Dimensions of Europe Lunch Lecture - Yvonne Völkl & Elisabeth Hobisch
Carrying Knowledge Across Paper: Literary Letters
In this talk we present our third-party funded research project “Spanish Letters. From Spectator Press to Epistolary Novel” (FWF, PAT3363224) focusing on the evolution of the letter form in Spanish literature. Our research is situated in the Age of Enlightenment, which is a highly intriguing and pivotal period of research as in the course of the 18th century numerous sociocultural transformations took place which influence our (Western) society and our perception of the world and humanity until today. One may think of the replacement of religion as a key factor in identity by politics, the emergence of gender as a key social category or the propagation of empirical scientific methods and a diversification of scientific disciplines. For the democratization of this newly gained knowledge on society and the world a plethora of print media were used.
In general, the ‘letter form’ or ‘epistolary mode’ was a favored choice by 18th and 19th century European authors to educate their readers. Especially the literary-journalistic genre of the Spectator press made broad use of fictitious readers’ letters. Additionally to disseminating enlightened thoughts and concepts, it also contributed to familiarize authors and readers with the epistolary mode in a literary form. It was repeatedly suggested that at the end of the 18th century, when the Spectator press gradually disappeared, it transformed into other literary formats and, thus, prepared the emergence of the epistolary novel.
In this talk we will outline and contextualize the two corpora of literary letters, at the focus of this project, the Spectator press and the epistolary novel in Spain, and draw attention to the formal-aesthetic and thematic connection between these two under-researched corpora.

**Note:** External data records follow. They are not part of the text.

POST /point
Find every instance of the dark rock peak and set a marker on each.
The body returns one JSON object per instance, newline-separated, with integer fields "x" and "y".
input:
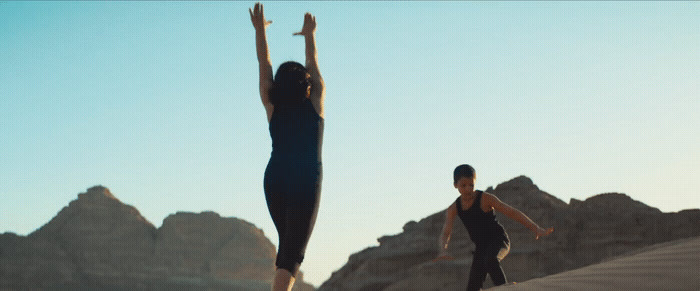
{"x": 517, "y": 183}
{"x": 98, "y": 192}
{"x": 613, "y": 201}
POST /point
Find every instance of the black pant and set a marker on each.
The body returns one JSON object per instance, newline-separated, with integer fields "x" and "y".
{"x": 487, "y": 260}
{"x": 293, "y": 192}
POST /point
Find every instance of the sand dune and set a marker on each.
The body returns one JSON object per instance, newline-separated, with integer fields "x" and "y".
{"x": 669, "y": 266}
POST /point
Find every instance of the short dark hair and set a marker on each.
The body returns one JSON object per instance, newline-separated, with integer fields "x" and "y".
{"x": 291, "y": 84}
{"x": 464, "y": 171}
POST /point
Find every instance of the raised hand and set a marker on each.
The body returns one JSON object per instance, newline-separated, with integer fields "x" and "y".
{"x": 309, "y": 25}
{"x": 257, "y": 16}
{"x": 543, "y": 232}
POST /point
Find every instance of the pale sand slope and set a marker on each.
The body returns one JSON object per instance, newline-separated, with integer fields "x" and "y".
{"x": 669, "y": 266}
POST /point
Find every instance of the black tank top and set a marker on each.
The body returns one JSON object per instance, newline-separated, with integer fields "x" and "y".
{"x": 297, "y": 134}
{"x": 482, "y": 226}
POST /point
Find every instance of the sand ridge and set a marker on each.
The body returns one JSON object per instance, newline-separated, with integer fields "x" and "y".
{"x": 669, "y": 266}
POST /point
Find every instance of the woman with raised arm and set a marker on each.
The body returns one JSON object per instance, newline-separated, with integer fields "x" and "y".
{"x": 293, "y": 101}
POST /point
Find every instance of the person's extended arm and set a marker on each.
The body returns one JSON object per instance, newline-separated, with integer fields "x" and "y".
{"x": 258, "y": 18}
{"x": 446, "y": 233}
{"x": 317, "y": 94}
{"x": 517, "y": 215}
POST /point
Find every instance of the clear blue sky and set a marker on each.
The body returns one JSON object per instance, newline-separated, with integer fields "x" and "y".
{"x": 158, "y": 101}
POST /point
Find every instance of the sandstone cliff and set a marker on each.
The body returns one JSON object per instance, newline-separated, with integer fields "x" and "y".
{"x": 98, "y": 242}
{"x": 586, "y": 232}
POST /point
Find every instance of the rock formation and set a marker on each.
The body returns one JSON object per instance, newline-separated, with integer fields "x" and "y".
{"x": 98, "y": 242}
{"x": 585, "y": 232}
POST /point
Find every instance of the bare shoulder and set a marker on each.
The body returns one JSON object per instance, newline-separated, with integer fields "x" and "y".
{"x": 489, "y": 201}
{"x": 452, "y": 209}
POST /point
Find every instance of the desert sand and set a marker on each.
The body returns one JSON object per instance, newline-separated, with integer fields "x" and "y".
{"x": 669, "y": 266}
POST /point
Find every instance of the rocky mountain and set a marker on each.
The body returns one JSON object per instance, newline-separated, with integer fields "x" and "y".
{"x": 97, "y": 242}
{"x": 585, "y": 232}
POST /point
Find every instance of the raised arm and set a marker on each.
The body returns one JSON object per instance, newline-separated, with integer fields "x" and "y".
{"x": 318, "y": 90}
{"x": 258, "y": 18}
{"x": 492, "y": 201}
{"x": 446, "y": 233}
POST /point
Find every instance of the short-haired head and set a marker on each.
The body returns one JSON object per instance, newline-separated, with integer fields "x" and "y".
{"x": 464, "y": 171}
{"x": 291, "y": 84}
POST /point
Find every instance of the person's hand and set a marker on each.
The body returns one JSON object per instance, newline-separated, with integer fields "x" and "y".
{"x": 258, "y": 17}
{"x": 542, "y": 232}
{"x": 309, "y": 25}
{"x": 443, "y": 258}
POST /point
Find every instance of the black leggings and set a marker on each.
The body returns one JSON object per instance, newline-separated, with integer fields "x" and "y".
{"x": 293, "y": 194}
{"x": 487, "y": 259}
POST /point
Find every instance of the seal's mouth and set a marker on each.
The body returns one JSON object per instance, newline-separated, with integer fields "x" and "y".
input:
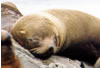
{"x": 43, "y": 56}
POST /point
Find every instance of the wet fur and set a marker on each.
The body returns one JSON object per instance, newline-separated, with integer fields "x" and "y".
{"x": 77, "y": 33}
{"x": 8, "y": 58}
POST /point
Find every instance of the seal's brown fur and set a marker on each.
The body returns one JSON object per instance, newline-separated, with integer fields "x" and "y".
{"x": 8, "y": 58}
{"x": 56, "y": 30}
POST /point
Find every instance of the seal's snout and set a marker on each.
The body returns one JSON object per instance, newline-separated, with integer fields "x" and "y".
{"x": 5, "y": 38}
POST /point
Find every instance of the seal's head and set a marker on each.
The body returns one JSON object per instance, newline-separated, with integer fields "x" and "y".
{"x": 37, "y": 34}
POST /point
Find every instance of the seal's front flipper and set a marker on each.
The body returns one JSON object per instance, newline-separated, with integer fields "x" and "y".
{"x": 97, "y": 64}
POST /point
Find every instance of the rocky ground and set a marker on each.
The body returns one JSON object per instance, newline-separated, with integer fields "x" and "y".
{"x": 29, "y": 61}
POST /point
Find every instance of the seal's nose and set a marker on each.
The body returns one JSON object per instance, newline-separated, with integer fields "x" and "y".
{"x": 50, "y": 50}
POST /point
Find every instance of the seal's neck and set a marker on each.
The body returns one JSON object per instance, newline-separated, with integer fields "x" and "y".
{"x": 59, "y": 27}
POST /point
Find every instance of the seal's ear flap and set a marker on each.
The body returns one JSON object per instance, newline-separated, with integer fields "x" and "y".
{"x": 9, "y": 15}
{"x": 97, "y": 64}
{"x": 22, "y": 32}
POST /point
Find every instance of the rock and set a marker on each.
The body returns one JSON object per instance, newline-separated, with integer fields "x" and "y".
{"x": 29, "y": 61}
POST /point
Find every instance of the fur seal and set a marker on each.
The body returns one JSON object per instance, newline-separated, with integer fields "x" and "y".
{"x": 63, "y": 32}
{"x": 9, "y": 15}
{"x": 8, "y": 58}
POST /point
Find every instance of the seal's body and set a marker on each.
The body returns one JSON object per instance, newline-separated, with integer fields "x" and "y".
{"x": 59, "y": 31}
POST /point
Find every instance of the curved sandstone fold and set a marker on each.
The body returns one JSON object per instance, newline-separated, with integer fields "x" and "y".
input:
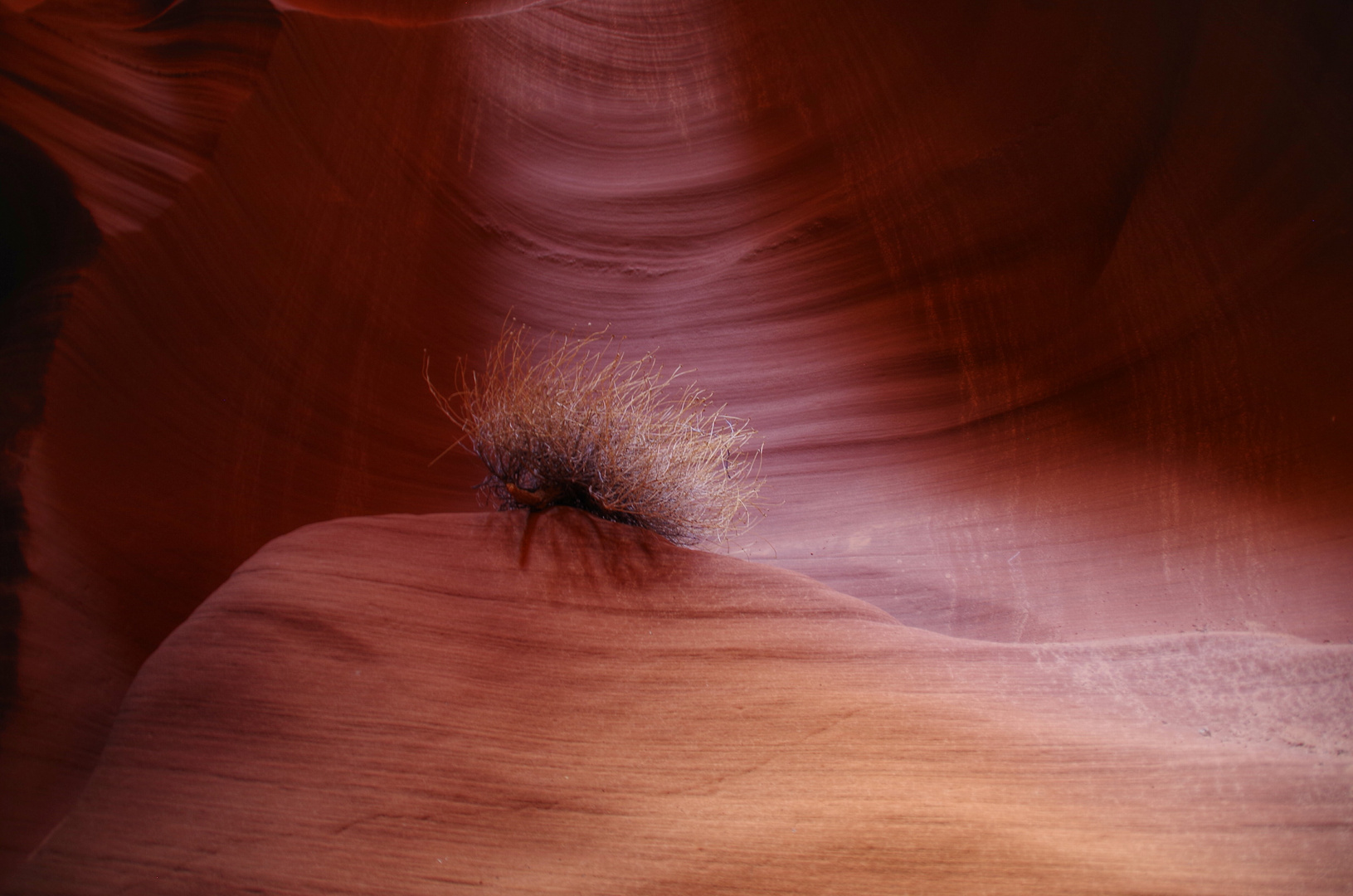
{"x": 563, "y": 705}
{"x": 129, "y": 96}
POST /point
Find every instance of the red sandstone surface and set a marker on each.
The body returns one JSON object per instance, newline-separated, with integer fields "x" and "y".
{"x": 1042, "y": 310}
{"x": 563, "y": 705}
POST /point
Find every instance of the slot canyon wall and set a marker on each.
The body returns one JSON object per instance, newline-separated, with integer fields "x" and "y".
{"x": 1041, "y": 309}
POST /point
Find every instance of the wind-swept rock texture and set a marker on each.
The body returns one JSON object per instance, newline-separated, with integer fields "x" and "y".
{"x": 1041, "y": 308}
{"x": 566, "y": 705}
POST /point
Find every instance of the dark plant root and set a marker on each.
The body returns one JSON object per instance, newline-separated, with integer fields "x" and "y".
{"x": 570, "y": 494}
{"x": 561, "y": 426}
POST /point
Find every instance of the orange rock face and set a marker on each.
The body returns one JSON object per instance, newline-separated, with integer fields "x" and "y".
{"x": 566, "y": 705}
{"x": 1041, "y": 308}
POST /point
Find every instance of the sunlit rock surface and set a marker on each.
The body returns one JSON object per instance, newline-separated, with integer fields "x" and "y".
{"x": 563, "y": 705}
{"x": 1041, "y": 308}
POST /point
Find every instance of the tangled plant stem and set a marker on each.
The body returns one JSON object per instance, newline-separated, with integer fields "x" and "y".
{"x": 564, "y": 421}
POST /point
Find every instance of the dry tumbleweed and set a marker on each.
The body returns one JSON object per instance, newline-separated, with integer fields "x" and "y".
{"x": 559, "y": 424}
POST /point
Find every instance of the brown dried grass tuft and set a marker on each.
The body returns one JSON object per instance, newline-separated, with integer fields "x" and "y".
{"x": 559, "y": 422}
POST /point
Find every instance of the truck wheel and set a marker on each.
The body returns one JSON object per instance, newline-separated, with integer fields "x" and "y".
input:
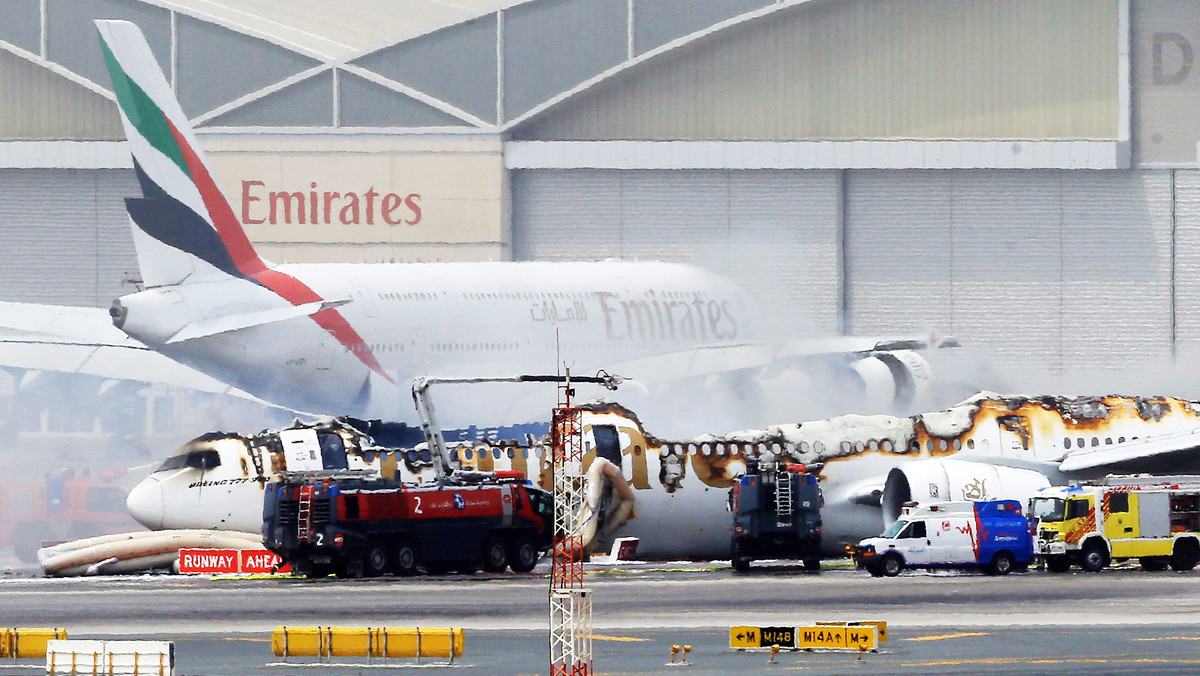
{"x": 1057, "y": 563}
{"x": 1153, "y": 563}
{"x": 1002, "y": 563}
{"x": 892, "y": 564}
{"x": 1186, "y": 555}
{"x": 1095, "y": 557}
{"x": 405, "y": 558}
{"x": 496, "y": 555}
{"x": 375, "y": 560}
{"x": 523, "y": 555}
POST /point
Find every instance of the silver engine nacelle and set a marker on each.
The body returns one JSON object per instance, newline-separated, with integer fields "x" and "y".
{"x": 947, "y": 480}
{"x": 893, "y": 380}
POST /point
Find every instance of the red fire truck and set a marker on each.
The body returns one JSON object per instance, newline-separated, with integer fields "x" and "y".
{"x": 63, "y": 508}
{"x": 352, "y": 525}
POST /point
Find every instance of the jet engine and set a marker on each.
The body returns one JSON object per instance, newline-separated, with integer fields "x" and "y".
{"x": 893, "y": 380}
{"x": 941, "y": 480}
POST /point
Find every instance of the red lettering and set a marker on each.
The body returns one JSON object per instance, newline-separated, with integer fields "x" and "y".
{"x": 349, "y": 214}
{"x": 329, "y": 198}
{"x": 285, "y": 199}
{"x": 390, "y": 203}
{"x": 371, "y": 195}
{"x": 411, "y": 202}
{"x": 246, "y": 198}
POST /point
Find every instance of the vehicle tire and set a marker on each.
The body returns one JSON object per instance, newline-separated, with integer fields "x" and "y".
{"x": 28, "y": 539}
{"x": 496, "y": 554}
{"x": 1153, "y": 563}
{"x": 1186, "y": 555}
{"x": 1002, "y": 563}
{"x": 1095, "y": 557}
{"x": 1057, "y": 563}
{"x": 522, "y": 555}
{"x": 738, "y": 558}
{"x": 892, "y": 564}
{"x": 375, "y": 560}
{"x": 405, "y": 558}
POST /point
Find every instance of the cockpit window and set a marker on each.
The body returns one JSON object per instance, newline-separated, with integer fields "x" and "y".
{"x": 199, "y": 459}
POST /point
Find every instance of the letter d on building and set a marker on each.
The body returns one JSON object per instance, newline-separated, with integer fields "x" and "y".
{"x": 1185, "y": 55}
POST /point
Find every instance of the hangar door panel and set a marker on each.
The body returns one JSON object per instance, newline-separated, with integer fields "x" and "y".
{"x": 66, "y": 235}
{"x": 1068, "y": 268}
{"x": 773, "y": 232}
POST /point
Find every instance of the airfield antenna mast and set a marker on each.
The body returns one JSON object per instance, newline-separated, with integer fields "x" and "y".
{"x": 570, "y": 602}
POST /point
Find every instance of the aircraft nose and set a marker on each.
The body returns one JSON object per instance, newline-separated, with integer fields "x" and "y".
{"x": 144, "y": 503}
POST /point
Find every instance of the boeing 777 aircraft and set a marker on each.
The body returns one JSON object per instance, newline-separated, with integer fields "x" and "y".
{"x": 348, "y": 339}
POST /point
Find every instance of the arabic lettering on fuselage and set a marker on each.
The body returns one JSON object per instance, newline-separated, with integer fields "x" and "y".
{"x": 648, "y": 318}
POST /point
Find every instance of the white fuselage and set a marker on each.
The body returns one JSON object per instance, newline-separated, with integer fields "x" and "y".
{"x": 437, "y": 318}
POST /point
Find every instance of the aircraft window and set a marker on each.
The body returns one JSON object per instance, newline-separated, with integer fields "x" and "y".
{"x": 203, "y": 460}
{"x": 106, "y": 498}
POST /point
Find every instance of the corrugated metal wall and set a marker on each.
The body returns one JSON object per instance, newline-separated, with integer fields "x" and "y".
{"x": 66, "y": 235}
{"x": 43, "y": 106}
{"x": 869, "y": 69}
{"x": 772, "y": 231}
{"x": 1055, "y": 269}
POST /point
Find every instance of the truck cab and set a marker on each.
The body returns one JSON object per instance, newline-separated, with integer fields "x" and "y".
{"x": 989, "y": 534}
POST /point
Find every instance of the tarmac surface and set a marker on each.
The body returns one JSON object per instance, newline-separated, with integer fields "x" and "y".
{"x": 1116, "y": 621}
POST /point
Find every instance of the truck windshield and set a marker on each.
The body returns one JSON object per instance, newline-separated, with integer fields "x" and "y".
{"x": 894, "y": 530}
{"x": 1047, "y": 508}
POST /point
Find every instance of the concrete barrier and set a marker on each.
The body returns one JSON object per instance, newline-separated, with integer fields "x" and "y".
{"x": 30, "y": 641}
{"x": 367, "y": 641}
{"x": 111, "y": 658}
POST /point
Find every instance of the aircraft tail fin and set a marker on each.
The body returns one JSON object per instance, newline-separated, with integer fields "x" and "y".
{"x": 184, "y": 228}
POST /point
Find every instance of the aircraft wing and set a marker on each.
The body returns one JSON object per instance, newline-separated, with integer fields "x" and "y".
{"x": 83, "y": 340}
{"x": 1131, "y": 450}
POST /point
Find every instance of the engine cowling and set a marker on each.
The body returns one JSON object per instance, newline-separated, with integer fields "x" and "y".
{"x": 893, "y": 380}
{"x": 942, "y": 480}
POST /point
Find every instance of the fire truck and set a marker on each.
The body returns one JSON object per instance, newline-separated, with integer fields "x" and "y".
{"x": 777, "y": 514}
{"x": 353, "y": 524}
{"x": 1152, "y": 519}
{"x": 64, "y": 507}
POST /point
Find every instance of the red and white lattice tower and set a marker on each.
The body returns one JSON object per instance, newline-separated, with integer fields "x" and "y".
{"x": 570, "y": 602}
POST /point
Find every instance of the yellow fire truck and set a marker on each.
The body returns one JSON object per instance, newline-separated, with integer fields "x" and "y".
{"x": 1152, "y": 519}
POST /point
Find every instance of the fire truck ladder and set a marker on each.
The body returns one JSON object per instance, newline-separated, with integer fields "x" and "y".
{"x": 783, "y": 498}
{"x": 304, "y": 514}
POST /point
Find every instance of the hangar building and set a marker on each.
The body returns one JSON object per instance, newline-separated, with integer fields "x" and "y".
{"x": 1018, "y": 173}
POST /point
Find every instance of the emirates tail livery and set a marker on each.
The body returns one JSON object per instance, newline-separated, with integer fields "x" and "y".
{"x": 349, "y": 338}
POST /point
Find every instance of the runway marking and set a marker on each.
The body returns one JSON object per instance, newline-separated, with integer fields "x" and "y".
{"x": 942, "y": 636}
{"x": 624, "y": 639}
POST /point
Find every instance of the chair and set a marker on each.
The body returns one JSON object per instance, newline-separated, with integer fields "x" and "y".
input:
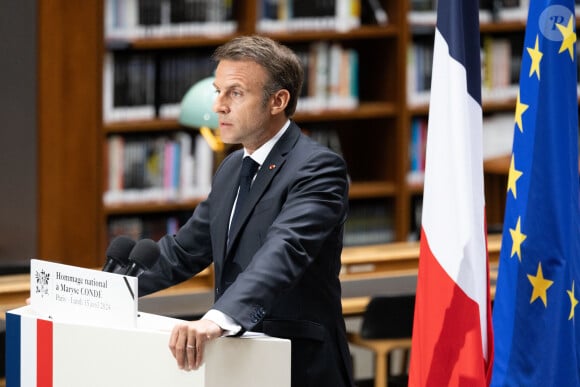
{"x": 387, "y": 325}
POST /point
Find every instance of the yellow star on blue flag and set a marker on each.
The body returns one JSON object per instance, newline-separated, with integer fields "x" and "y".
{"x": 536, "y": 338}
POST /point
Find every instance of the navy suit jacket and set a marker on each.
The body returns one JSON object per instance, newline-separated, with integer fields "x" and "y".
{"x": 279, "y": 272}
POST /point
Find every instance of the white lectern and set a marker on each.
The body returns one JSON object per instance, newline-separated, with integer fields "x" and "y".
{"x": 60, "y": 354}
{"x": 82, "y": 328}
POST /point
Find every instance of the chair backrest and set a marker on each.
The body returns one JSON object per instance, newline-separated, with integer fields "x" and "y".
{"x": 388, "y": 317}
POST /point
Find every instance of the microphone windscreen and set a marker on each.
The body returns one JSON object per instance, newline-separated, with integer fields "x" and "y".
{"x": 145, "y": 253}
{"x": 119, "y": 249}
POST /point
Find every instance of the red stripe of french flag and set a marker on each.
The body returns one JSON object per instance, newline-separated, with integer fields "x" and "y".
{"x": 29, "y": 350}
{"x": 452, "y": 334}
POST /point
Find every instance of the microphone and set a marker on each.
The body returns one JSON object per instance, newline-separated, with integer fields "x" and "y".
{"x": 118, "y": 253}
{"x": 143, "y": 256}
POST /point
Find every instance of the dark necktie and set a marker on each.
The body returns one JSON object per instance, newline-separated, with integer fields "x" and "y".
{"x": 249, "y": 168}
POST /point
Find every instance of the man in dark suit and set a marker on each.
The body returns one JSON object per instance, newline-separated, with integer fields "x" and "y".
{"x": 277, "y": 263}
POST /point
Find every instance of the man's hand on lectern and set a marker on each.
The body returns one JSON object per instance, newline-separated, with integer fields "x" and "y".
{"x": 188, "y": 340}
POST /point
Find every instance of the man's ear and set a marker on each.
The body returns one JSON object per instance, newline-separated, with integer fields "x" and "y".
{"x": 279, "y": 101}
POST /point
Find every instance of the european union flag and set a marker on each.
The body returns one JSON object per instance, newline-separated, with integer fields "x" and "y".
{"x": 538, "y": 287}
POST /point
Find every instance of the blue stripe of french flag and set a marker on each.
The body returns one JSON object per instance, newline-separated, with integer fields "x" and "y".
{"x": 452, "y": 333}
{"x": 29, "y": 351}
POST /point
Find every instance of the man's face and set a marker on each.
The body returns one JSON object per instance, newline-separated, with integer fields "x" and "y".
{"x": 243, "y": 116}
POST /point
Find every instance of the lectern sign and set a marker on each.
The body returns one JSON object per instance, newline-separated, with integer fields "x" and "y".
{"x": 70, "y": 293}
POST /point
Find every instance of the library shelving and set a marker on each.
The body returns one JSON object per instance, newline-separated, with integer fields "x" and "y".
{"x": 78, "y": 41}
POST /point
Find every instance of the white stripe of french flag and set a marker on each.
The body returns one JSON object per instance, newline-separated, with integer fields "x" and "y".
{"x": 452, "y": 335}
{"x": 29, "y": 352}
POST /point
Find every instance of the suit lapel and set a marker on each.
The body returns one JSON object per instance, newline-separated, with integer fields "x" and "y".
{"x": 266, "y": 173}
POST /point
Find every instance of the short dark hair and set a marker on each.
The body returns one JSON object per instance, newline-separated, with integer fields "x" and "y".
{"x": 282, "y": 65}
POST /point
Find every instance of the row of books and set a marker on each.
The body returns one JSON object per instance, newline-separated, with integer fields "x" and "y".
{"x": 133, "y": 19}
{"x": 501, "y": 58}
{"x": 366, "y": 224}
{"x": 331, "y": 77}
{"x": 501, "y": 61}
{"x": 290, "y": 15}
{"x": 424, "y": 12}
{"x": 157, "y": 168}
{"x": 144, "y": 85}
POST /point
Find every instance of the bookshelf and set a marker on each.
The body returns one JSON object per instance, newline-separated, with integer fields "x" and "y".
{"x": 73, "y": 132}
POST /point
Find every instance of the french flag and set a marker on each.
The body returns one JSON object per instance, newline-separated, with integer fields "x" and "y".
{"x": 28, "y": 341}
{"x": 452, "y": 341}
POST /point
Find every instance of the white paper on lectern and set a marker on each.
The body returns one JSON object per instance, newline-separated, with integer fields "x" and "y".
{"x": 74, "y": 294}
{"x": 97, "y": 356}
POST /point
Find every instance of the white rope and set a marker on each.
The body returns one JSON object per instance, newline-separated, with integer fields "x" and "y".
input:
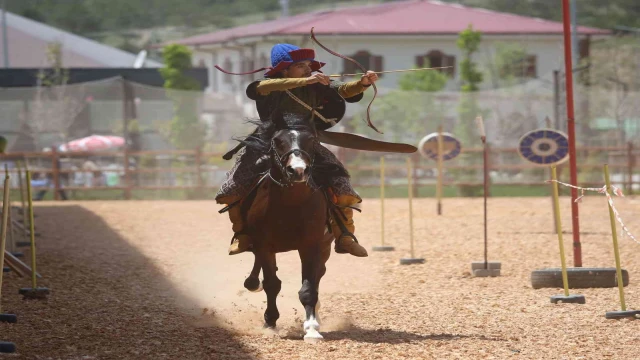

Yvonne Völkl and Elisabeth Hobisch are both researchers in French and Spanish Literary and Cultural Studies. From 2021 to 2024, they worked on the project “Corona Fictions. On Viral Narratives in Times of Pandemics,” funded by the Austrian Science Fund (FWF, project number: P 34571, Grant-DOI: 10.55776/P34571). As part of this project, they have given numerous lectures and published the collective work Pandemic Protagonists. Viral (Re)Actions in Pandemic and Corona Fictions (transcript, 2023) as well as several related articles. Currently, they are investigating the transformation of the letter form in Spain at the turn of the 18th to the 19th centuries in their third-party funded project “Spanish Letters: From Spectator Press to Epistolary Novel” (FWF, PAT 3363224, Grant-DOI: 10.55776/PAT3363224).